Student a political mover in Ontario and best-selling author in China

To the untrained eye, Li Zhang, 18, may appear to be nothing more than an energetic first-year York University student studying international business, who likes to dabble in politics, but don’t let that facade fool you, suggested Yorkregion.com Dec. 26. Her friends, the people who know her best, were not at all surprised to hear she had been nominated the Kid Most Likely to Rule the World, reported the community news service. This is a young woman, after all, who is already on a first-name basis with Premier Dalton McGuinty and wrangled a backstage pass to the federal Liberal leadership convention in Toronto last month. And as one of the executive members of the Ontario Young Liberals, Zhang has been pretty busy these past few months organizing strategy sessions and doing her best to sign up new members. Born in China, she came to Canada at the age of four and quickly mastered English, then French. At age 12, she became a bestselling author, thanks to her mother. “She said to me one day, ‘You have 50, 60, 70 journals here. Why don’t you put them all together and write a book?'” Zhang said. “So I wrote it and my mom took the manuscript and sent it to a publishing house and I got a call saying they’d like to publish it.” You won’t find it in bookstores, though; it was published in China as the story of a young Chinese girl growing up in a foreign land.
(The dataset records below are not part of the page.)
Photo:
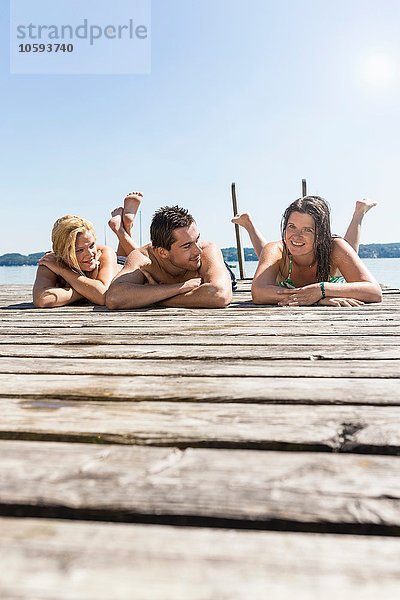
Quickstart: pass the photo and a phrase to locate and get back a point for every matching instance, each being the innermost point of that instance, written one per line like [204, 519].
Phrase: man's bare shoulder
[138, 258]
[210, 249]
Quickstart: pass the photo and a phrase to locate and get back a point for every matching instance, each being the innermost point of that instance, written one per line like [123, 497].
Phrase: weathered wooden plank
[382, 369]
[50, 559]
[365, 341]
[309, 489]
[337, 428]
[198, 388]
[275, 351]
[207, 330]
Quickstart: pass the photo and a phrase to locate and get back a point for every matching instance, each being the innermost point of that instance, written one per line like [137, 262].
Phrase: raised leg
[257, 239]
[353, 233]
[131, 206]
[125, 242]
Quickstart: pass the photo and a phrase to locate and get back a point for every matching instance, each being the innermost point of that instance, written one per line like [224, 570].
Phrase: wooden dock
[169, 454]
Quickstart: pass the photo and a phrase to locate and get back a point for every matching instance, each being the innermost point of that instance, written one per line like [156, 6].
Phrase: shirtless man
[175, 270]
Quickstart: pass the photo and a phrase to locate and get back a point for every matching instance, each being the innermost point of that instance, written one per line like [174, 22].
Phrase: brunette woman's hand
[304, 296]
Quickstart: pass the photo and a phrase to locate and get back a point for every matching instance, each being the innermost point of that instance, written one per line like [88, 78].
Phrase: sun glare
[379, 70]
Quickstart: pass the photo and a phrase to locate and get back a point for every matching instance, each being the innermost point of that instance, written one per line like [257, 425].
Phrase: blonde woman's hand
[50, 261]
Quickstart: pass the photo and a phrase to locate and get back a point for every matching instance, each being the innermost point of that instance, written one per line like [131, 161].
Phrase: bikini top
[288, 282]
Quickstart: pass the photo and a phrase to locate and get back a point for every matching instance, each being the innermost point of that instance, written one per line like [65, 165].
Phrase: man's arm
[130, 289]
[216, 289]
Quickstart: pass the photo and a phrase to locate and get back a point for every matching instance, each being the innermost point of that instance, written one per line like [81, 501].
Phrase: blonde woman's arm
[93, 289]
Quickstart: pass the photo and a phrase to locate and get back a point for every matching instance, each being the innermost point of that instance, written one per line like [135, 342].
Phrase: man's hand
[191, 284]
[340, 302]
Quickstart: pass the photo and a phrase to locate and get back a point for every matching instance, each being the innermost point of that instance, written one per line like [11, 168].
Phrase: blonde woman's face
[86, 251]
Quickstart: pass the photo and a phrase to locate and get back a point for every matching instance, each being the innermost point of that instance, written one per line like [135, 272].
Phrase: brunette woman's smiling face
[300, 234]
[86, 251]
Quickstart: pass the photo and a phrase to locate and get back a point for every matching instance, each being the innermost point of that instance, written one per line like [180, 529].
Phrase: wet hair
[63, 237]
[165, 221]
[319, 210]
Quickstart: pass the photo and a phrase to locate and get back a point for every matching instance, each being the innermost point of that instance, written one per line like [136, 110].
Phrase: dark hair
[165, 221]
[318, 209]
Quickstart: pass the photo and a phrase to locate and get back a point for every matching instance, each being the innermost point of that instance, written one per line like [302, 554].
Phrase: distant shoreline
[391, 250]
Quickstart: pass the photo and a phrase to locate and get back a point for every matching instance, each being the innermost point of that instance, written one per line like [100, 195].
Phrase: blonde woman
[78, 268]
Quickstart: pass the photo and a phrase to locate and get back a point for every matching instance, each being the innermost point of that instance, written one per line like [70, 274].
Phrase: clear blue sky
[259, 92]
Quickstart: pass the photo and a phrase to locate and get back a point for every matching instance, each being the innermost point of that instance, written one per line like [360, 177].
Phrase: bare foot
[244, 219]
[364, 205]
[131, 205]
[115, 222]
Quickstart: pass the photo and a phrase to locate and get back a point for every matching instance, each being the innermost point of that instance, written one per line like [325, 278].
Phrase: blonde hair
[63, 237]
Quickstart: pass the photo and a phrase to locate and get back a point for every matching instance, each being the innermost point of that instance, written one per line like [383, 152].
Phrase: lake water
[386, 271]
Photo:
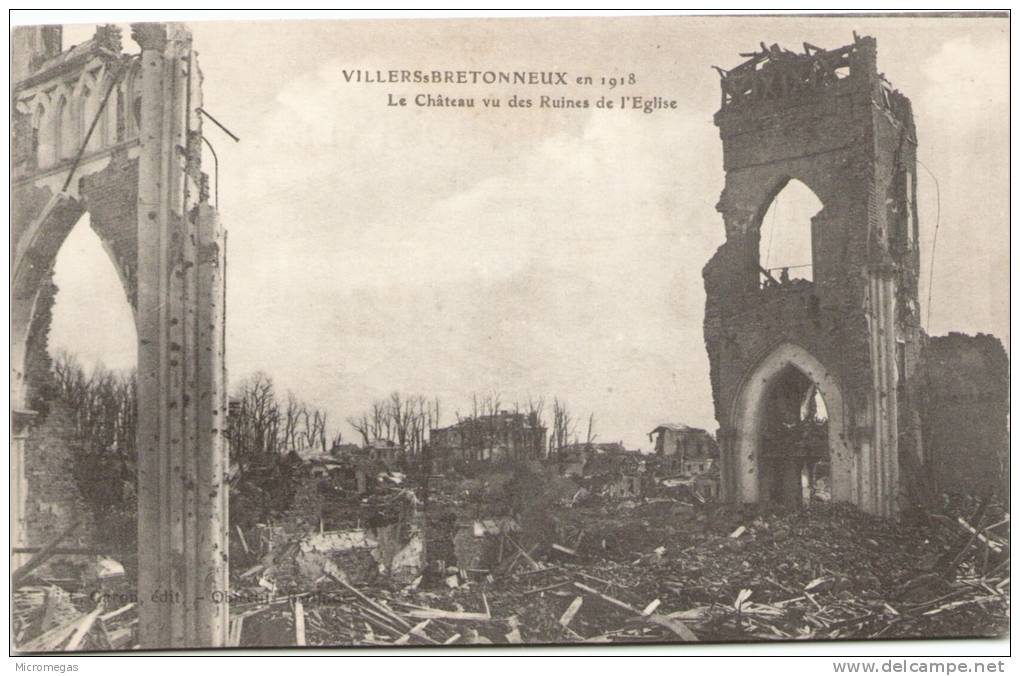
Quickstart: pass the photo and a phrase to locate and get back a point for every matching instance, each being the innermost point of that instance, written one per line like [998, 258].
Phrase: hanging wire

The promotional tour that followed was a once-in-a-lifetime opportunity for Zhang, who, to this day, maintains contact with people she met in China while on tour.

On air

  • Bredan Quine, planetary physics professor with York University’s Faculty of Pure & Applied Science, talked about the Spirit Rover’s images from Mars, the seven different camera systems on board and sub-surface bacteria in Antarctica, with Toronto1’s Ben Chin on “Toronto Tonight” Jan. 8.
  • James Laxer, political science professor with York’s Atkinson Faculty of Liberal & Professional Studies, discussed how Canadian exports of auto products to the US have not been hurt since 9/11, on “The Bill Good Show” (CKNW-AM), Vancouver, Jan. 8.